The South

With Profiles of Maryland and Texas

Physical Features & Culture of the South

Many people view the citizens of the south as farmers. In this case, they would be correct. The south has rich, fertile soil that allows for easier farming. People have taken advantage of this for hundreds of years. Many Native American groups grew different crops such as maize, melons, squash, beans, and tobacco. Europeans also began to settle in the south. The first permanent European settlements were in this region. As word spread of the rich soil, more Europenas began to migrate to this region of the U.S. However, not all areas are cows and plows. The warm, wet climate produces thick forests of pine trees and mangrove trees. Mangroves are trees that grow in swampy ground along coastal areas. In Louisiana, vegetation areas in the marshy lakes and rivers called bayous. These large swampy areas are mainly located in areas of Florida, Alabama, Mississippi, and Louisiana. The Cubans, a large Hispanic group that has migrated toward the southern regions of the U.S., have reclaimed their homeland in Miami, Florida. Here, their culture takes over. Little Havana is filled with Cuban restaurants and Spanish-language television and radio reflect Cuban heritage. The south is also home to many important cities. A big one is Houston, Texas. This is a large industrial and trading center. In addition, much of the nation's space exploration is managed in the city. As you can see, the south has many geographical features and a deep culture.

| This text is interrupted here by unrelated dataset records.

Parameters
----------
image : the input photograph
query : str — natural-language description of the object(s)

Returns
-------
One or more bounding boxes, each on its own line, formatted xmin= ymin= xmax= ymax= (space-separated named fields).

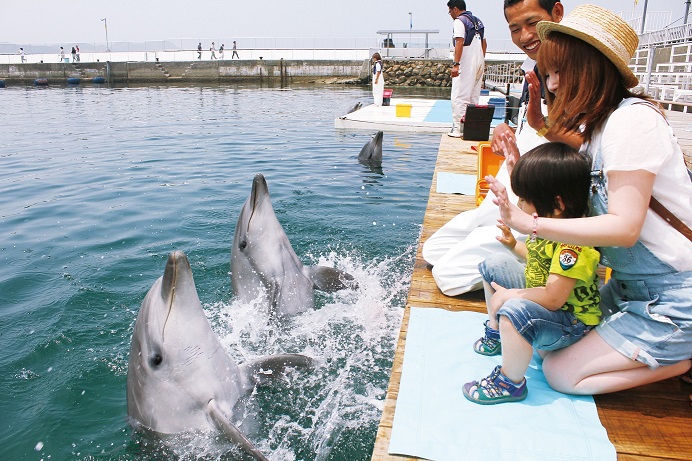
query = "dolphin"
xmin=127 ymin=251 xmax=313 ymax=460
xmin=358 ymin=131 xmax=384 ymax=165
xmin=231 ymin=174 xmax=355 ymax=317
xmin=346 ymin=101 xmax=363 ymax=114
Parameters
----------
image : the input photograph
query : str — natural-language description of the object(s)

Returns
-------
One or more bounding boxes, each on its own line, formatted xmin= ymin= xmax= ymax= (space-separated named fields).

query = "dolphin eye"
xmin=151 ymin=352 xmax=163 ymax=367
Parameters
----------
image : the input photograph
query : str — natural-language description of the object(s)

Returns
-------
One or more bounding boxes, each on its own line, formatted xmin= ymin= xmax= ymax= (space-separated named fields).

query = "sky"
xmin=0 ymin=0 xmax=692 ymax=46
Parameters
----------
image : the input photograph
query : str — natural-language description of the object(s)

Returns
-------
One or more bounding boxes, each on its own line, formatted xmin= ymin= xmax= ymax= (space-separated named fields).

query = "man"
xmin=423 ymin=0 xmax=564 ymax=296
xmin=447 ymin=0 xmax=487 ymax=138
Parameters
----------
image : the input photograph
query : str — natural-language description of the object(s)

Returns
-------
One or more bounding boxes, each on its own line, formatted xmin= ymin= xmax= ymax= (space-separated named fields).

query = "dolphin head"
xmin=358 ymin=131 xmax=384 ymax=165
xmin=231 ymin=174 xmax=314 ymax=315
xmin=127 ymin=251 xmax=244 ymax=434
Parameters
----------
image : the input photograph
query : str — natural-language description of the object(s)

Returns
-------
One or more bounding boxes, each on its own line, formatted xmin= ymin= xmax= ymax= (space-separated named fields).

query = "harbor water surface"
xmin=0 ymin=86 xmax=439 ymax=461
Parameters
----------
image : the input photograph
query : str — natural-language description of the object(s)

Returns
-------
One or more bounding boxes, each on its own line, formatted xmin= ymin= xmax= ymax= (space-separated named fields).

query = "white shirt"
xmin=592 ymin=104 xmax=692 ymax=271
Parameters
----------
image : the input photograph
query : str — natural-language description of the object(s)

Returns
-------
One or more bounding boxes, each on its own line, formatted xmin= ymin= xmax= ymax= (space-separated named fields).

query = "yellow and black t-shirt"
xmin=525 ymin=238 xmax=601 ymax=325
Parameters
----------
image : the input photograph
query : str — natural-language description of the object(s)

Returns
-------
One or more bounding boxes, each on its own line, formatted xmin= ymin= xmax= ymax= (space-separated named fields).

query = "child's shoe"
xmin=463 ymin=365 xmax=529 ymax=405
xmin=473 ymin=320 xmax=502 ymax=355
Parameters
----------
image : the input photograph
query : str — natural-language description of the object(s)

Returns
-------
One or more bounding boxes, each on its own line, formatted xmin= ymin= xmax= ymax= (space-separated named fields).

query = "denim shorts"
xmin=478 ymin=253 xmax=591 ymax=351
xmin=497 ymin=298 xmax=591 ymax=351
xmin=596 ymin=271 xmax=692 ymax=368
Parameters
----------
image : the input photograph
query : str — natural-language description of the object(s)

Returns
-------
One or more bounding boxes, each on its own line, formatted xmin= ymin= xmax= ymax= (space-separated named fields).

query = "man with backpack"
xmin=447 ymin=0 xmax=487 ymax=138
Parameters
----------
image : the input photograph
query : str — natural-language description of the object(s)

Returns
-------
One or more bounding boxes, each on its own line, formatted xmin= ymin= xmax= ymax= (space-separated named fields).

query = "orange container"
xmin=476 ymin=141 xmax=505 ymax=205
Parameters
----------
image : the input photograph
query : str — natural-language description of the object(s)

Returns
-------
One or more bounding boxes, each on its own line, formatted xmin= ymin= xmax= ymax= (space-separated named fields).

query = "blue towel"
xmin=389 ymin=307 xmax=617 ymax=461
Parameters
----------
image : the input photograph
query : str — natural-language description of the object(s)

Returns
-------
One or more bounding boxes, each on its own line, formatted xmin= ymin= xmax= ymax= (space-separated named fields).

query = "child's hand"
xmin=495 ymin=219 xmax=517 ymax=251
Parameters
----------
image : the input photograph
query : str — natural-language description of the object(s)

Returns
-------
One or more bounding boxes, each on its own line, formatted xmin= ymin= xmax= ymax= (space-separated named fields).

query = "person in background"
xmin=463 ymin=143 xmax=601 ymax=405
xmin=447 ymin=0 xmax=487 ymax=138
xmin=371 ymin=53 xmax=384 ymax=107
xmin=487 ymin=5 xmax=692 ymax=394
xmin=423 ymin=0 xmax=564 ymax=296
xmin=209 ymin=42 xmax=216 ymax=59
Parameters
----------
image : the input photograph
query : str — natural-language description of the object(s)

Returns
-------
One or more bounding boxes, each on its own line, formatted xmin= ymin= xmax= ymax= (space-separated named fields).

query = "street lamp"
xmin=101 ymin=18 xmax=111 ymax=52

The Economic Side of the South

The south is generally stereotyped as a rural region that only depends on agriculture. However, the south has built many industries using the natural resources the region has provided them. In the 1840's, textile mills were built using the streams of the Carolinas. The mills were built on the fall line. This imaginary line is where streams and rivers formed waterfalls. Many major cities were built along this line. Textile mills were also built near cotton farms so they could easily produce a variety of fabrics. In addition, the oil industry has boomed throughout the south. The oil reserves started in Texas in 1901. This industry brought great wealth to the country in the years to come. However, a sharp decline in oil prices brought economic hardship to Texas, Oklahoma, and Louisiana. Despite this, the south moved onward with what resources they could find. The Gulf Coast has begun manufacturing along the Gulf of Mexico. Available raw material, sources of energy, and ocean ports have been major parts of economic success. The region began to quickly change when industry branched from more than agriculture (the space industry of the 1960's). Many people were attracted to businesses in the south not only because the factories were newer and more efficient, but because the new factories could be built on land cheaper than that of the Northeast.

State Profiles


The flag of Maryland was the crest of two different families, the Crosslands and the Calverts. The gold and black was the Calvert's crest and the red and white was the Crossland's. Maryland was founded as an English colony in 1634 by Cecil Calvert, the second lord of Baltimore. In 1814, when the British attempted to capture Baltimore, the invasion of Fort McHenry inspired Francis Key Scott to write "The Star Spangled Banner." During the Civil War, Maryland was a slave state but remained in the Union. This caused division between many families. In the constitution, it was stated that Washington D.C. would be the capital of the U.S. Since Maryland was split during the Civil War, the North and South both wanted the capital to be on their side. The solution? Separate the capital from the country completely. Washington D.C. is home to the president and many congressmen. All throughout history many historical decisions have been made here and continue to be made here. Eight years ago the nation welcomed the first black president into office and again in 2012 for reelection. As of 2010, Maryland's population was over 5 million. The Maryland state house is the oldest state house that is still in continuous use. Also, the Maryland state flag is the only flag that is based on English heritage.


The Texas flag's blue stripe stands for loyalty, red for bravery, and white for purity. In addition, the single lone star stands for the state's unity under one God, state, and country. The flag was adopted when it became the 28th state to be added into the U.S. in 1845. In 1836, Texas declared its independence from Mexico. Britain and France did not want Texas to become a state and so they got Mexico to agree to recognize Texas Independece Day but only if they did not become a state. The Texas congress chose statehood. Texas is the second most populated state in the U.S. As of 2010, there were 25,000,00+ people living in Texas. This growth has to do mainly with the exapansion of large cities and metropolitan areas as well as the establishment of more rural areas (more people moving into the areas). The majority of Texas has always been democratic. In 1932, however, many people began voting for the Republicans in Presidential Elections. This group of people were called Presidential Republicans because they still voted for the Democratic candidate in their state elections. In state elections, they have become mainly Republican; whereas in primary elections, the majority is still democratic. In addition to being the second most populated state, right behind California, it is the largest state out of the 48 mainland states. The most populated city in Texas is Houston, which is also home to the nation's space center (NASA).